Pemkab Kepulauan Tanimbar mendorong desa-desa di kawasan strategis berperan sebagai "Desa Penjaga Ruang PSN". Peran itu mencakup menjaga keamanan, ketertiban, dan kondusivitas masyarakat menjelang beroperasinya proyek Blok Abadi Masela.
Selain penataan desa, pemerintah daerah membahas percepatan penyusunan regulasi teknis terkait penataan desa dan pelaksanaan pemilihan kepala desa (pilkades) serentak.
"Kami diminta menyiapkan regulasi teknis agar proses penataan desa dan Pilkades serentak dapat berjalan sesuai ketentuan," katanya.
Penguatan kapasitas pemerintah desa dan Badan Permusyawaratan Desa (BPD) turut menjadi perhatian.
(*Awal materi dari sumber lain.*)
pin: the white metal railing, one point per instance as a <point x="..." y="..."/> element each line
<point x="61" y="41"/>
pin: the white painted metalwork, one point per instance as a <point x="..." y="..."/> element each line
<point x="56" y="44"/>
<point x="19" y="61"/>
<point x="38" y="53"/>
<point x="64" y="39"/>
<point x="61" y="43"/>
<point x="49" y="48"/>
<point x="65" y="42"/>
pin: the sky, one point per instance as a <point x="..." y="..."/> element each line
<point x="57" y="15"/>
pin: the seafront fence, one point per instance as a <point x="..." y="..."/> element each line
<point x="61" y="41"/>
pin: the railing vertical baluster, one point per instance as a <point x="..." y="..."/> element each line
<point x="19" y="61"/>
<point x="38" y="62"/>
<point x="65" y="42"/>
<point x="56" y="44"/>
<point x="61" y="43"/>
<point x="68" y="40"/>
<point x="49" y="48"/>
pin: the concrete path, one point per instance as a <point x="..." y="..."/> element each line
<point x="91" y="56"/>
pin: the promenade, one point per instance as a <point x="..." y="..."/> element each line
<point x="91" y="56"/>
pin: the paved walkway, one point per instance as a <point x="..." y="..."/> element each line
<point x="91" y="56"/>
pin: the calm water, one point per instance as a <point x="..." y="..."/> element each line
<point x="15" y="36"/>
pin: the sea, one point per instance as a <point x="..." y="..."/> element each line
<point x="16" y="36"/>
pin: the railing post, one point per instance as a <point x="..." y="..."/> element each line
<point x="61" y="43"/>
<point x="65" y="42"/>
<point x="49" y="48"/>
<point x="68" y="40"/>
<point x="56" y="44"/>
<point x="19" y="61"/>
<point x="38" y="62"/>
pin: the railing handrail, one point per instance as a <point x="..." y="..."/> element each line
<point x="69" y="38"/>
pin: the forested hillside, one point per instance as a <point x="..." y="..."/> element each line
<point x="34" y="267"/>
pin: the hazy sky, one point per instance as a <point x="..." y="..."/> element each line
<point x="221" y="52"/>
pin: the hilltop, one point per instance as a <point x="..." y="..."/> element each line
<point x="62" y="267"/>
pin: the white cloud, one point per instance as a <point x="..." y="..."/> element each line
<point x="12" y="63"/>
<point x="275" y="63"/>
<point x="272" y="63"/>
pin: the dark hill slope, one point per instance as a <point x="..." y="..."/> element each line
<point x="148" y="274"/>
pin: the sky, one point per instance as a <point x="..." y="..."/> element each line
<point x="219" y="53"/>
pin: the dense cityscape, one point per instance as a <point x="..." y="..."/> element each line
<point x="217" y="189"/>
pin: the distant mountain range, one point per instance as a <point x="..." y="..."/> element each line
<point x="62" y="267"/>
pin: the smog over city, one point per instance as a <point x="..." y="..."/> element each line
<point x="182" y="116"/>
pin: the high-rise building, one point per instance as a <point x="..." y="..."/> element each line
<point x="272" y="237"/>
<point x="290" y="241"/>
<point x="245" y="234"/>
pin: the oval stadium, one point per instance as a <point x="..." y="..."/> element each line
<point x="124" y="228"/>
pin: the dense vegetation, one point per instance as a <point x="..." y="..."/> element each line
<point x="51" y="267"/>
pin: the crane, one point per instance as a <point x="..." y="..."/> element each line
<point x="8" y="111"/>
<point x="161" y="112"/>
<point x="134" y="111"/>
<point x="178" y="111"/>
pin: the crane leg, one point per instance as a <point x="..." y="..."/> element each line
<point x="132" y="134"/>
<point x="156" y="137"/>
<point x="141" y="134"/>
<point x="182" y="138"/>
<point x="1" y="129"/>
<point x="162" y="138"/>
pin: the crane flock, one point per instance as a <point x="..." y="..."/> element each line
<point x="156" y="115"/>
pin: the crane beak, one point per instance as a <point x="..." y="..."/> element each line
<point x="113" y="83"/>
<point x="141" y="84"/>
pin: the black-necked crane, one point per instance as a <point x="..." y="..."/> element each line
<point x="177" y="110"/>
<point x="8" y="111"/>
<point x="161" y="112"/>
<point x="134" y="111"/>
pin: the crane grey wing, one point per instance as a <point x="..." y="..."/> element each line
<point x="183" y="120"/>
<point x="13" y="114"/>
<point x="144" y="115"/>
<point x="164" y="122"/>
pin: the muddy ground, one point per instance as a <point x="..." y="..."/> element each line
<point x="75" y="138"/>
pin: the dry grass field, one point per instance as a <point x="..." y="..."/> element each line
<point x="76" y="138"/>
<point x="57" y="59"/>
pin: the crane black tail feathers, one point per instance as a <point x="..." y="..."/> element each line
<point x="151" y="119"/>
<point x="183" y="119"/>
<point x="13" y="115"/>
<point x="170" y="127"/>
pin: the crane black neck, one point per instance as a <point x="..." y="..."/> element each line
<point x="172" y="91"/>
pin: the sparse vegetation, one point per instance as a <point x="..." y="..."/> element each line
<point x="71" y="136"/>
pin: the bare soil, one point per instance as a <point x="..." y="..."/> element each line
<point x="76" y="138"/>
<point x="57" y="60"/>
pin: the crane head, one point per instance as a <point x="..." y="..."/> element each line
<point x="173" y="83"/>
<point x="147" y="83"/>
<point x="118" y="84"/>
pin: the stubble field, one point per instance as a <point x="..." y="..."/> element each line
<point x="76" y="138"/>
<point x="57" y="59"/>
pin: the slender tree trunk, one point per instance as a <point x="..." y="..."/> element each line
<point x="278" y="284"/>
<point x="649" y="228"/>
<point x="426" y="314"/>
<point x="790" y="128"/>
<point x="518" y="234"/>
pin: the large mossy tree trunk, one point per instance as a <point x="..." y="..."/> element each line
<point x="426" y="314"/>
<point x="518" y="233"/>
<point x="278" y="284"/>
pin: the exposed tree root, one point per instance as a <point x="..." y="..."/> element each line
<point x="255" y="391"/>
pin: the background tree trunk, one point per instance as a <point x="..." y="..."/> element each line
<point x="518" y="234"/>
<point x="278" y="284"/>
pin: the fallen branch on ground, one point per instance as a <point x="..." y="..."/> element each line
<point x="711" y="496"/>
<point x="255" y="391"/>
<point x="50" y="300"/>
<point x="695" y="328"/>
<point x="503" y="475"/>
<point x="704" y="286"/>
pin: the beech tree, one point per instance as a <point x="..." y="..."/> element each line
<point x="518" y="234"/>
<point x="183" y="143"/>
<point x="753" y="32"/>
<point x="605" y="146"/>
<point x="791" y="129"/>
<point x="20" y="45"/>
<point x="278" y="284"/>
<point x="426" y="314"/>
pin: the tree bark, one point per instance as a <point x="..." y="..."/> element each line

Pemerintahan desa akan menghadapi kebutuhan pelayanan dan tata kelola yang semakin kompleks.
Pemkab Kepulauan Tanimbar juga akan mengusulkan penambahan kuota praja Institut Pemerintahan Dalam Negeri (IPDN) bagi putra-putri Tanimbar. Usulan itu bagian dari upaya menyiapkan sumber daya manusia untuk memenuhi kebutuhan pemerintahan di daerah.
Pemerintah daerah mendorong pengembangan potensi desa melalui ekonomi biru, desa digital, ekowisata, dan desa tematik. Tujuannya agar masyarakat memperoleh manfaat ekonomi dari potensi wilayahnya.
"Kita ingin pembangunan desa berjalan seiring dengan peningkatan kualitas sumber daya manusia dan pengembangan potensi ekonomi masyarakat," ujarnya.
Dalam pertemuan tersebut, Ricky juga menyampaikan aspirasi masyarakat pesisir mengenai keberlanjutan mata pencaharian dari pengambilan telur ikan. Aktivitas itu selama ini menjadi sumber penghidupan sebagian masyarakat.
Berbagai agenda tersebut akan ditindaklanjuti Pemkab Kepulauan Tanimbar bersama Kemendagri dengan dukungan program Direktorat Jenderal Bina Pemerintahan Desa yang diarahkan untuk tahun anggaran 2027.
"Kami akan menindaklanjuti arahan dan dukungan tersebut melalui perangkat daerah terkait, sehingga penataan desa dapat memberikan kepastian pemerintahan sekaligus memperkuat kesiapan Tanimbar menghadapi pembangunan Blok Masela," katanya.